Bildergebnis für wiesbaden anna nicole
Elissa Huber als „Anna Nicole“. Foto: Karl und Monika Forster

Wiesbaden Staatstheater, Turnage: Anna Nicole Vorstellung am 21.2.2020

 Marc-Anthony Turnage´s Oper Anna Nicole, die den Lebensweg des amerikanischen Busenwunders Anna Nicole Smith nachzeichnet, ist vor fünf Jahren in London am Royal Opera House mit großem Erfolg uraufgeführt worden.

Auch in Deutschland findet das Werk Anklang und Wiesbadens Staatstheaters brachte soeben eine gelungene Neuproduktion heraus.

BERND MOTTL setzt als Regisseur auf eine Pointierung des amerikanischen Traums. Die Möglichkeit, vom Nobody zum Star zu werden, ist mit keiner anderen Nation so verknüpft. Und er macht dies in Form einer Nummernrevue, die vor den Augen der gesamten Öffentlichkeit stattfindet. Der äußert präsente Chor , phantasievoll angekleidet von Kostüm- und Bühnenbildner FRIEDRICH EGGERT, stellt die heterogene Gesellschaft Amerikas dar, mutiert auch zur mannigfaltigen Freiheitsstatue und befeuert rhythmisch und choreografisch (Choreographie: MYRIAM LIFKA) das Geschehen der Protagonisten. Einzelne Figuren treten von der Tribüne ins Spiel. Mit vielen Details und frechem Witz gelingt es der Inszenierung, den rasanten Aufstieg und ebenso rasanten Fall einer eigentlich durchschnittlichen Amerikanerin zu zeigen, die, um Karriere zu machen, eben künstliche Busen (DD) braucht und mit reichen älteren Männern schlafen muss oder auch bereitwillig will. Da sie nicht wirkliche nachhaltige Qualitäten besitzt, beginnt ihr Verfall durch Drogen und Alkoholexzesse befördert rasch und beendet ihr Leben noch in ihren Dreißigern.

Durch Film, Show und Video ist dieser Niedergang öffentlich immer live präsent und zeigt damit auch die Gefahren unserer oberflächlichen Unterhaltungskultur schonungslos auf.

Es ist der Abend von ELISSA HUBER. Der Sopranistin gelingt es umwerfend, für diese Hauptfigur verschiedenste Facetten zu finden, stimmlich changierend von dramatisch- kraftvollen Höhenausbrüchen über lyrische Melodik zum jazzig- lockeren Ton, und darstellerisch von der dumm-naiven Landpomeranze über die hybrid-laszive Selbstdarstellerin zur sinnentleert-ausgelaugten Drogenleiche. Hier verschmelzen Figur und Darstellerin zu einer Einheit, der sich keiner entziehen kann.

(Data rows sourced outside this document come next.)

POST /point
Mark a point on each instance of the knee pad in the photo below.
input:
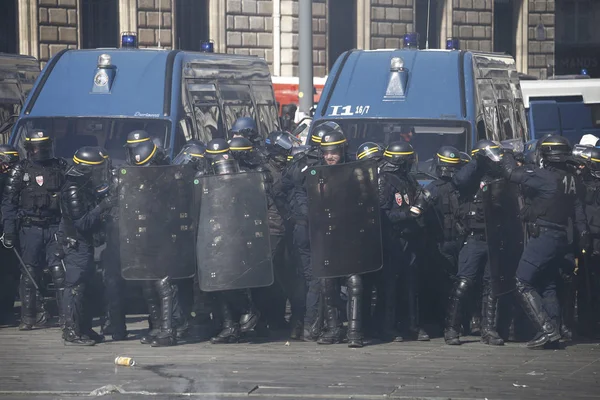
(461, 287)
(165, 287)
(58, 276)
(355, 285)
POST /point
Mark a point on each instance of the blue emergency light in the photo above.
(411, 40)
(207, 47)
(128, 40)
(452, 44)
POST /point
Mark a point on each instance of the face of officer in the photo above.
(332, 157)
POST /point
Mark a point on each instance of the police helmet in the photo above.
(8, 154)
(298, 151)
(279, 145)
(137, 136)
(246, 127)
(447, 161)
(368, 151)
(326, 128)
(143, 154)
(91, 163)
(39, 145)
(593, 162)
(191, 152)
(555, 148)
(489, 149)
(400, 154)
(334, 142)
(224, 164)
(216, 146)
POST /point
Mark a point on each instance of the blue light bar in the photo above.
(207, 47)
(452, 44)
(128, 40)
(411, 40)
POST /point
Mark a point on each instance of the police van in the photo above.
(428, 97)
(569, 107)
(17, 76)
(96, 97)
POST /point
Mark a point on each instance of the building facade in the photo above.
(544, 36)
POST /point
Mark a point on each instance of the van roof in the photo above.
(589, 89)
(142, 82)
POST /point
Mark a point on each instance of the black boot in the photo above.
(166, 336)
(532, 305)
(73, 311)
(154, 318)
(58, 279)
(28, 296)
(231, 329)
(333, 331)
(355, 300)
(489, 305)
(453, 316)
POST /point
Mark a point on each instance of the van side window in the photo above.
(267, 109)
(492, 125)
(237, 103)
(506, 115)
(205, 108)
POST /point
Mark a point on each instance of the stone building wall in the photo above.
(473, 24)
(541, 52)
(57, 27)
(150, 15)
(249, 28)
(390, 20)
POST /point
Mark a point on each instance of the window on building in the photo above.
(428, 20)
(99, 24)
(8, 27)
(191, 24)
(505, 26)
(341, 29)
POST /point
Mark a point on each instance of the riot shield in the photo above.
(344, 219)
(505, 233)
(156, 225)
(233, 246)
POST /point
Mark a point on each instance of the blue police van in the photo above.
(569, 107)
(96, 97)
(428, 97)
(17, 76)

Die anderen sind da nur Episodenfiguren, machen aber ihre Sache meist auch vorzüglich.

Anna Nicoles Familie ist weniger Halt als Last: Schräge Figuren sind das wie der gewalttätige Vater (mit machtvoll- kernigen Bariton: DANIEL CARISON), die neurotisch- tänzelnde Cousine (mit starker Präsenz: LENA HASELMANN), die verschattete Tante (konturiert: ANETTE LUIG) und die kassandrisch mahnende Mutter, die MARARETHE JOSWIG mit großer Eindringlichkeit, aber leicht müder Altstimme verkörpert.

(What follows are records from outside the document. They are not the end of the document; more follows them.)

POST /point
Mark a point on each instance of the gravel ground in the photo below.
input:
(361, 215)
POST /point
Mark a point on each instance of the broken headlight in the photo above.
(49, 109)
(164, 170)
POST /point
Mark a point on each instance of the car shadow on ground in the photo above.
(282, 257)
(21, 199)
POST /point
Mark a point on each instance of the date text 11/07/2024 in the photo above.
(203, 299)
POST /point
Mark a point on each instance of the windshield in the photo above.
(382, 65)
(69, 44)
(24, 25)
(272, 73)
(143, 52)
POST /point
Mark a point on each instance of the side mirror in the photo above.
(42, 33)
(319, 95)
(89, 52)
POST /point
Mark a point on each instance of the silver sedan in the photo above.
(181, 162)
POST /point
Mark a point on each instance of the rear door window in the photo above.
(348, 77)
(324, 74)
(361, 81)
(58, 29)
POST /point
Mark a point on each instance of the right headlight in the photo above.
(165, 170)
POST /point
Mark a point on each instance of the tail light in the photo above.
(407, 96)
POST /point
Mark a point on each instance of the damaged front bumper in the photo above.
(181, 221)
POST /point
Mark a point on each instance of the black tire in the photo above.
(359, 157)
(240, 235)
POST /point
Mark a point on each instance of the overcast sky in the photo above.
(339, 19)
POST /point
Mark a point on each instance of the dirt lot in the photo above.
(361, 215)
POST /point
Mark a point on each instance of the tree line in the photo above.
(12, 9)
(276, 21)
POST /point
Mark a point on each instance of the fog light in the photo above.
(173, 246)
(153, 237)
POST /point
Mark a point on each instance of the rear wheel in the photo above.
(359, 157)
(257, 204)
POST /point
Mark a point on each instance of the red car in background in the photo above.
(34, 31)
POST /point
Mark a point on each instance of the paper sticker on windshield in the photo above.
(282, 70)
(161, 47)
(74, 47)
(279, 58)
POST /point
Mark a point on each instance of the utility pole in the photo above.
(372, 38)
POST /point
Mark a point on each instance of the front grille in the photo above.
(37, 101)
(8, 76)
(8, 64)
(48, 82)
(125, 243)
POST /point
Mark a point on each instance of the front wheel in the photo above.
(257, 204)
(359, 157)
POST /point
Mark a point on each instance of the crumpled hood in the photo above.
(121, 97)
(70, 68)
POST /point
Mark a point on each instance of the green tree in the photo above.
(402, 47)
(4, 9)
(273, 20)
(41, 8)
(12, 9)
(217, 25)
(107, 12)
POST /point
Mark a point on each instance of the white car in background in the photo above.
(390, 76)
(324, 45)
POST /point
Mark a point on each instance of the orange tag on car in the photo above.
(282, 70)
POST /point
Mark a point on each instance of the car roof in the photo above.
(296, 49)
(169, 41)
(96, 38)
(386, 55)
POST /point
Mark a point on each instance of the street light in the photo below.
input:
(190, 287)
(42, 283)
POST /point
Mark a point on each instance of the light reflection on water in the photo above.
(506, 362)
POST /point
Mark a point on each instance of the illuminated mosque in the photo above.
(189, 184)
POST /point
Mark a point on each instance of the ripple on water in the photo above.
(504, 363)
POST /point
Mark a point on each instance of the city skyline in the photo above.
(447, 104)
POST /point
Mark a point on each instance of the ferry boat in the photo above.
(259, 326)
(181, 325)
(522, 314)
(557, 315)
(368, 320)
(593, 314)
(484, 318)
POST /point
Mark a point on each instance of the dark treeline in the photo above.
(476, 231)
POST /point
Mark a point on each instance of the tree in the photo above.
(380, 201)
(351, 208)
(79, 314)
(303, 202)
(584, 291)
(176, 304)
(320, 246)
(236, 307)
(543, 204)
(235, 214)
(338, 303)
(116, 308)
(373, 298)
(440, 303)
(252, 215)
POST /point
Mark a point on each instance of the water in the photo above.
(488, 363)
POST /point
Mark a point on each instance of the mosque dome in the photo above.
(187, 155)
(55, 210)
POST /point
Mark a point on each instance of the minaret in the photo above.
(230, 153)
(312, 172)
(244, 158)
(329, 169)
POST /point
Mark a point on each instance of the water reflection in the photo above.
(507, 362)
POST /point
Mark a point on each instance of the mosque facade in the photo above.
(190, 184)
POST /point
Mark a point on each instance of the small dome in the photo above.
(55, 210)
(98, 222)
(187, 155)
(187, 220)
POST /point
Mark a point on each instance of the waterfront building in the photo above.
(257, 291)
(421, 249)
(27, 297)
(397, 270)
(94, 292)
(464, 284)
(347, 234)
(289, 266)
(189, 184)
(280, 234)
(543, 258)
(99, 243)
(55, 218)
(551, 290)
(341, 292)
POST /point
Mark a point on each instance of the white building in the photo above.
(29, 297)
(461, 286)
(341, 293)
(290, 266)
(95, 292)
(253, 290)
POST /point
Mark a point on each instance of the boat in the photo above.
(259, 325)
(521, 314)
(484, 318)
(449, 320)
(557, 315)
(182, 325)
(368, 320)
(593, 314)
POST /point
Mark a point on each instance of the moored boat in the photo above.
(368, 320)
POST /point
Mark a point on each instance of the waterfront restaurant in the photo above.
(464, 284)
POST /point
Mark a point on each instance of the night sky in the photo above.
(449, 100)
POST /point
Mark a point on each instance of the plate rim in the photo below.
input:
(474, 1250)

Den senilen Milliardär Marshall gibt UWE EIKÖTTER im wenigen Rollstuhl mit charaktervollem Tenor und der passenden Einfalt. Der ständig fotografierende Freund Stern wird von CHRISTOPHER BOLDUC mit mäßig durchschlagkräftigem Bariton und eher defensiver Darstellung zum unauffälligem Begleiter. Markant dagegen der Auftritt des Schönheitschirurgen durch RALF RACHBAUER, dessen Tenor sich problemlos durchsetzt und dem eher musikalische Raffinesse für diesen Musical-verwandten Musikstil fehlt. Sehr positiv fällt der schön timbrierte Mezzosopran von FLEURANNE BROCKWAY als Melissa auf. NATHANIEL WEBSTER zaubert einen rührenden Duett- Auftritt anfangs als Billy, FREDERIC MÖRTH hat als Runner seinen Moment und ein Kabinettstück ist die Drogenarie vom auch szenisch sehr einprägsamen Sohn DAVID KRAHL.

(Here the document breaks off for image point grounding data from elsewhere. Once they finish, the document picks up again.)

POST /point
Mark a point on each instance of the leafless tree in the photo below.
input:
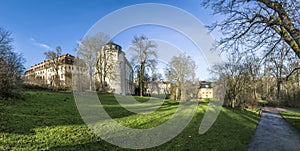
(87, 50)
(105, 66)
(180, 70)
(144, 58)
(11, 68)
(54, 63)
(256, 24)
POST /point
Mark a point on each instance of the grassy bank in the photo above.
(50, 121)
(293, 117)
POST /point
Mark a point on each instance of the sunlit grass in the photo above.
(51, 121)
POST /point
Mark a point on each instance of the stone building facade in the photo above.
(118, 70)
(111, 61)
(42, 74)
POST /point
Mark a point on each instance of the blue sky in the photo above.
(39, 25)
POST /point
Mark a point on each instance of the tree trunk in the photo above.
(278, 89)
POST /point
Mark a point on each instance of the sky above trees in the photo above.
(39, 26)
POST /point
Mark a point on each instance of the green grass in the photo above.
(51, 121)
(292, 117)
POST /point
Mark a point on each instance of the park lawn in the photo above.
(51, 121)
(292, 117)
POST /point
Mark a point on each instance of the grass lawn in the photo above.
(51, 121)
(293, 117)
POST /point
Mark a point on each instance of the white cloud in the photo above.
(45, 46)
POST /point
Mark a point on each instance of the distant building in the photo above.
(205, 90)
(119, 78)
(42, 74)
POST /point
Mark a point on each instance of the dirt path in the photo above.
(274, 133)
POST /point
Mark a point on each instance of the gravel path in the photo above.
(274, 133)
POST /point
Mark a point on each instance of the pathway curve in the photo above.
(274, 133)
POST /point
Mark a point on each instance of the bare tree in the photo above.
(144, 58)
(258, 23)
(54, 63)
(87, 50)
(11, 68)
(104, 66)
(180, 70)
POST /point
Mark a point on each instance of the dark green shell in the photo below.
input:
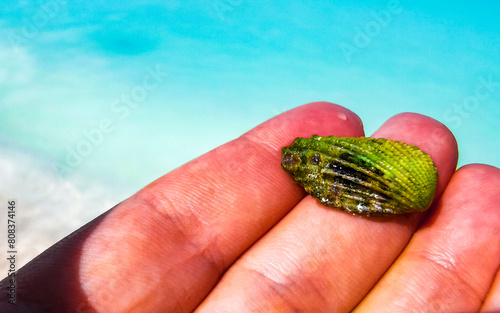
(362, 175)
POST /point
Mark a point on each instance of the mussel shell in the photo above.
(362, 175)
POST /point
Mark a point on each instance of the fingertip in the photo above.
(430, 136)
(315, 118)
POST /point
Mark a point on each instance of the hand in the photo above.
(231, 232)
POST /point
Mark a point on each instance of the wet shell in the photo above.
(362, 175)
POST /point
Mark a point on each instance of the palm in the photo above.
(231, 232)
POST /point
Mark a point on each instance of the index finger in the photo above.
(166, 247)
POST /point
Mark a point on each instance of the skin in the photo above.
(231, 232)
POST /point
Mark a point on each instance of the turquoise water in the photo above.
(140, 89)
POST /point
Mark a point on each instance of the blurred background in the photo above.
(99, 98)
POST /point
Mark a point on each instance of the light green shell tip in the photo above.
(362, 175)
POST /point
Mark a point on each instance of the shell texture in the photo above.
(362, 175)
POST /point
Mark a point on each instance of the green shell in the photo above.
(362, 175)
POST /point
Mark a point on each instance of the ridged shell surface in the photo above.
(362, 175)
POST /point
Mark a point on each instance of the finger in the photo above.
(323, 260)
(451, 261)
(164, 248)
(492, 301)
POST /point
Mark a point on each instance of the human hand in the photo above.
(231, 232)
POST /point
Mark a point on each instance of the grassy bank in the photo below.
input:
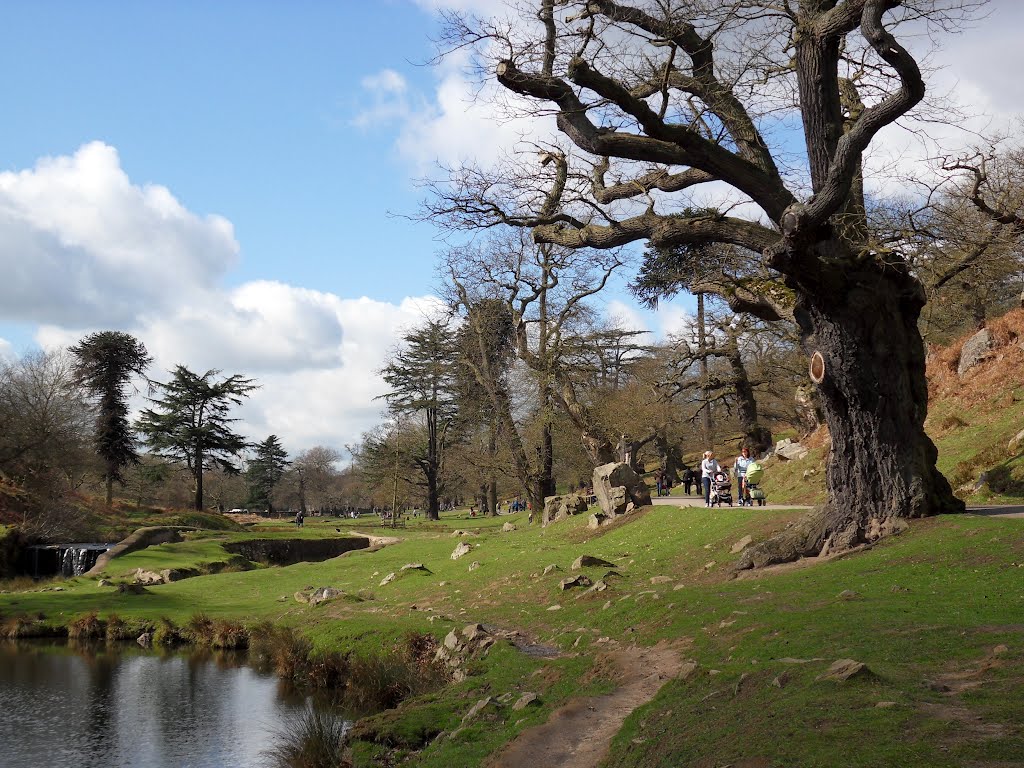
(937, 615)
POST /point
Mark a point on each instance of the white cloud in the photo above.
(84, 249)
(81, 244)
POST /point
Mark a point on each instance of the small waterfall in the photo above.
(67, 559)
(78, 558)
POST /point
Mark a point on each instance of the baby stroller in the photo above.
(721, 488)
(754, 474)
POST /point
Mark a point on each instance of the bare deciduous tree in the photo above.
(658, 99)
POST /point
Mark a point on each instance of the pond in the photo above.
(111, 708)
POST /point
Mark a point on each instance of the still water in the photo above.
(76, 707)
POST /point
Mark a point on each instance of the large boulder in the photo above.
(616, 486)
(977, 349)
(790, 450)
(559, 507)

Das Quartett mit den sauber singenden Lapdancern ( RADOSLAVA VORGIC, KAROLINA LICI, MAIKE MENNINGEN und JESSICA POPPE) wirkt sehr homogen.

Besondere Erwähnung verdienen die ausdrucksstarkenTänzer, die verschiedendlich assisiteren und Showeinlagen präsentieren, sei es an der Lapdance-Stange, oder als Nummern- Boys oder Girls. (SOFIA ROMANO, ANNA HELDMAIER, SARAH STEINEMER, JASPER HANEBUTH, SOEREN NIEWELT, MAX MENEDEZVASQUEZ und NATHALIE GEHRMANN).

ALBERT HORNE, der Dirigent des Abends, hat die Zügel fast immer fest im Griff, – fast wünschte man sich für diese Musik eine lässigere- jazzigere Gangart, der viele, aber nicht alle folgen können.

Er hat auch den Chor bestens präpariert. Das um E-Gitarren erweiterte Staatsorchester hat besonders im Blech hörbare Freude an der feisten Partitur, die viel Platz zum sich Ausbreiten lässt.

Das Publikum ist großteils begeistert. Manchen macht die explizit ordinäre Sprache vielleicht zu schaffen, anderen der doch Endlos-Schlaufen drehende Klang. Die Vorstellung hat verdient, besser besucht zu sein.

In jedem Fall ist es ein großer Erfolg für eine hervorragend gemachte Produktion, die die beiden bisherigen deutschen überflügelt.